Las historias de Sarah Polley
El cine documental está demostrando tener en estos últimos años mucho más recorrido que el de ficción. Con mucha imaginación y valentía, varias películas de este género han conseguido llegar a donde, hace no tanto, parecía impensable: una Palma de Oro en Cannes (Fahrenheit 9/11; aunque siendo justos, Jaques Cousteau y Louis Malle la ganaron en 1956 con sus filmaciones submarinas), la recuperación de artistas olvidados (Searching for Sugarman) o el principio de la reconciliación de todo un país (The Act of Killing).
Sarah Polley, actriz canadiense –la inolvidable protagonista de My Life Without Me (Isabel Coixet, 2003)–, dirigió en 2012 Stories We Tell, un documental sobre su propia familia. Huérfana de madre desde los 10 años, Polley descubrió ya adulta que su padre biológico no era el que la había criado. En un brutal ejercicio de honestidad artística, la realizadora decide poner delante de la cámara a su padre, a sus hermanos y hermanastros, a amigos de juventud de su madre, a los distintos candidatos a ser su padre biológico y, finalmente, a sí misma. La acción sitúa al espectador como testigo según se sucede el proceso de investigación. Alternando las entrevistas personales, casi interrogatorios, con la voz de su padre narrando los hechos –no en off, sino directamente filmado en un estudio de grabación de sonido–, Polley va pasando, sigilosa, de detrás de la cámara y la mesa de mezclas al primer plano de la escena.
La virtud de Polley es transformar lo que podría haber sido una muestra de exhibicionismo en su contrario, como si le diera la vuelta a un calcetín. Cada miembro de su familia, ante la oportunidad –o más bien la exigencia– de sincerarse, opta por colocarse una máscara y actuar, a veces queriendo salirse de la historia y en otros casos tratando de adueñarse de ella.
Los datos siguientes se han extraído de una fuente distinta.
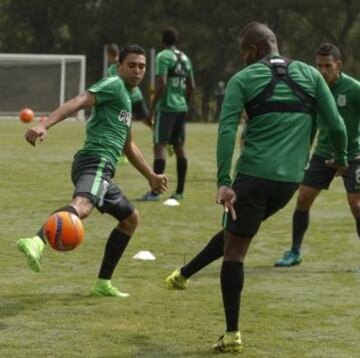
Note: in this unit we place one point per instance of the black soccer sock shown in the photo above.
(159, 166)
(232, 281)
(358, 226)
(181, 165)
(211, 252)
(300, 225)
(114, 249)
(67, 208)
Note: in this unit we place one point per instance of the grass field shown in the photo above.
(312, 310)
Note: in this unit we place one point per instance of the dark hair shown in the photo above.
(127, 50)
(256, 32)
(170, 36)
(112, 49)
(329, 49)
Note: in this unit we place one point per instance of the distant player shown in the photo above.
(174, 87)
(318, 176)
(281, 98)
(139, 107)
(108, 134)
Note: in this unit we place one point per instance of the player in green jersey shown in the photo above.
(139, 107)
(174, 87)
(108, 135)
(281, 98)
(318, 176)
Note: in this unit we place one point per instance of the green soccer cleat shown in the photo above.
(229, 342)
(149, 196)
(32, 249)
(290, 258)
(176, 281)
(177, 196)
(104, 288)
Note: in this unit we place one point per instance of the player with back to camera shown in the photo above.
(318, 176)
(281, 98)
(108, 134)
(174, 87)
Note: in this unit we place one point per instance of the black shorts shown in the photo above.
(170, 128)
(256, 200)
(320, 176)
(92, 177)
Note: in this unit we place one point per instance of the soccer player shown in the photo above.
(318, 176)
(108, 134)
(281, 98)
(174, 88)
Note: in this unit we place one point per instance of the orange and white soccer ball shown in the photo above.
(64, 231)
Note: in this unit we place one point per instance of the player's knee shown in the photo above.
(83, 206)
(304, 201)
(354, 206)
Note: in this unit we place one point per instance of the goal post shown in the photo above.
(40, 82)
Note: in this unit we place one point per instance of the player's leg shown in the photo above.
(178, 140)
(164, 122)
(317, 177)
(117, 205)
(33, 247)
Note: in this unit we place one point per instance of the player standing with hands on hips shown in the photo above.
(281, 98)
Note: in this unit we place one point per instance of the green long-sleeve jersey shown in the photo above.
(277, 144)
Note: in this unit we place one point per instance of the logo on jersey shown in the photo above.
(125, 117)
(341, 100)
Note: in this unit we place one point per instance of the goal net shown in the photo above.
(39, 82)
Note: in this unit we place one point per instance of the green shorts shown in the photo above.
(92, 177)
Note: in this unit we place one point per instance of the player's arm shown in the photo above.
(140, 110)
(82, 101)
(158, 183)
(329, 115)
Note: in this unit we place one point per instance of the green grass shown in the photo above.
(307, 311)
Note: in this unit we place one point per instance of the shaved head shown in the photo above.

La verdad como hecho único y común es una quimera, la infinidad de versiones que vemos sucederse en la pantalla producen un caleidoscopio precioso, lleno de brillos y colores, que no hace sino obstruir nuestra visión.
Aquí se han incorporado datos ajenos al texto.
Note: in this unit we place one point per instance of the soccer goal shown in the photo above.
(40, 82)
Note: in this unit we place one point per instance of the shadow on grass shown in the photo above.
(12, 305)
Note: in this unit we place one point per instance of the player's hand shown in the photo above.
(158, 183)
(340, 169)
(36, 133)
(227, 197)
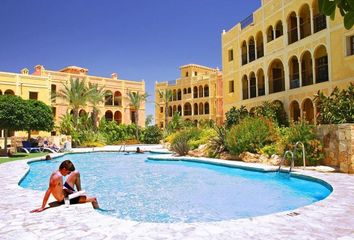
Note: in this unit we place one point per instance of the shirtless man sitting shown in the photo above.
(56, 186)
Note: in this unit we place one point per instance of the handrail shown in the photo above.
(303, 152)
(282, 160)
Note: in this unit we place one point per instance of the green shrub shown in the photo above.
(151, 135)
(251, 134)
(306, 133)
(337, 108)
(180, 144)
(234, 116)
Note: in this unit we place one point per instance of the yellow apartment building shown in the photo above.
(197, 95)
(286, 51)
(42, 84)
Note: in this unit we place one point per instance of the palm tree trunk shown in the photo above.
(166, 114)
(137, 124)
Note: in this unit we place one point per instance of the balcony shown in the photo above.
(319, 23)
(294, 81)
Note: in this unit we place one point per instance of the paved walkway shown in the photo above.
(331, 218)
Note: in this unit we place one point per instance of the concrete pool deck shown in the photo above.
(331, 218)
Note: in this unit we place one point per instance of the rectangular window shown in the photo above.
(231, 86)
(33, 95)
(231, 55)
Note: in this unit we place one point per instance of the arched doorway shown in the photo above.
(294, 111)
(118, 117)
(276, 76)
(294, 73)
(306, 69)
(108, 115)
(308, 110)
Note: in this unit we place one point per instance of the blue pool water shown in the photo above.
(135, 188)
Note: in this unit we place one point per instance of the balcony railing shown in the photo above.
(319, 22)
(292, 35)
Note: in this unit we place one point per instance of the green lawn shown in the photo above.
(21, 156)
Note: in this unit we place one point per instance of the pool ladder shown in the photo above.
(122, 148)
(293, 156)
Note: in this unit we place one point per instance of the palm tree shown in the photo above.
(166, 96)
(135, 101)
(97, 96)
(77, 94)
Ya se sabe, la vida, “ese cuento relatado por un idiota lleno de ruido y furia, sin significado alguno”. Y en el caso de las sagas familiares, por varios idiotas. Pero… no tan rápido, aquí la que está contando la historia realmente es Sarah Polley, que está muy lejos de ser una idiota. Es más bien una artista muy dotada. ¡Y una buena embustera también, como gran actriz que es! Y es que para el engaño también hay que valer, como le decía al final de Smoke Paul Benjamin (el personaje de William Hurt) a Auggie Wren (Harvey Keytel). La escena era más o menos así: Paul y Auggie están en una cafetería. Auggie, con mucho arte, le está contando cómo consiguió su cámara de fotos. El relato está lleno de detalles y magia, con flashbacks a aquella casa en la que una señora mayor ciega le tomaba por su nieto. Después de que Auggie haya terminado, Paul se queda pensando… y al cabo de un segundo le dice a Auggie:
— La mentira es un verdadero talento, Auggie. Para inventar una buena historia, una persona tiene que saber apretar todos los botones adecuados. Yo diría que estás entre los maestros.
— ¿A qué te refieres? –se defiende Auggie, con cara de pillo más que de ofendido–.
— Bueno, ya sabes… es una buena historia.
Auggie le mira a los ojos con una sonrisa pícara.
— ¡Mierda! Si no puedes compartir tus secretos con tus amigos, ¿qué clase de amigo eres?
— Exacto. La vida no merecería la pena, ¿verdad?